ドイツ軍兵舎2カ所でナチス関連物 全施設を検査へ
ドイツの国防省は7日、同国軍の兵舎2カ所でナチスに関連した物品が見つかったことから、連邦軍の監察官が全兵舎の検査を命令したと発表した。
フランス北東部のイルキルシュにある仏独合同旅団の駐屯地で、ナチス・ドイツ時代のドイツ国防軍に関連した物品が共有スペースに置かれていたのが見つかったほか、ドイツ南西部ドナウエッシンゲンのフュルステンベルクでは、ナチス時代のヘルメットが陳列キャビネットに置かれていたことが6日に判明した。
独誌シュピーゲルによると、壁にはドイツ国防軍の兵士の写真が壁に掲げられており、ナチス時代の銃やヘルメット、軍の装飾品が置かれていたという。
国防省広報官がロイター通信に語ったところによると、国内法が禁じるカギ十字などのナチスのシンボルがあしらわれた物品は見つかっていない。

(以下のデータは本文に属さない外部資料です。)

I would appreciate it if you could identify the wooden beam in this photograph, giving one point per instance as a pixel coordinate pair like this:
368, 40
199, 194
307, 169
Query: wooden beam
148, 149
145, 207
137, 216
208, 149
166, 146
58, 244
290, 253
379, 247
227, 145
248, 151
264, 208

これに先立ち、28歳の陸軍将校がシリア難民を装った攻撃を計画していたとされており、ドイツ軍内の極右思想が問題になっている。フランクフルトの検察は、同将校には「外国人排斥思想の背景」があると指摘した。
ドイツのウルズラ・フォン・デア・ライエン国防相は計画されていた訪米を取りやめ、急遽(きゅうきょ)、将校が生活していたイルキルシュの兵舎を訪問。その際にドイツ国防軍に関連した物品が見つかったという。
フォン・デア・ライエン国防相は今月3日に、現代の連邦軍の中で、ドイツ国防軍を崇拝するような行為は許されないと語っていた。
国防相は今回の問題は単独の事例ではないと指摘。「団結心が何であるかを誤解した」軍幹部らが、「見て見ぬふり」をしていたと批判した。
しかし反対勢力から、軍全体の名誉を傷つける発言だと批判された国防相は、調子が強すぎた謝罪している。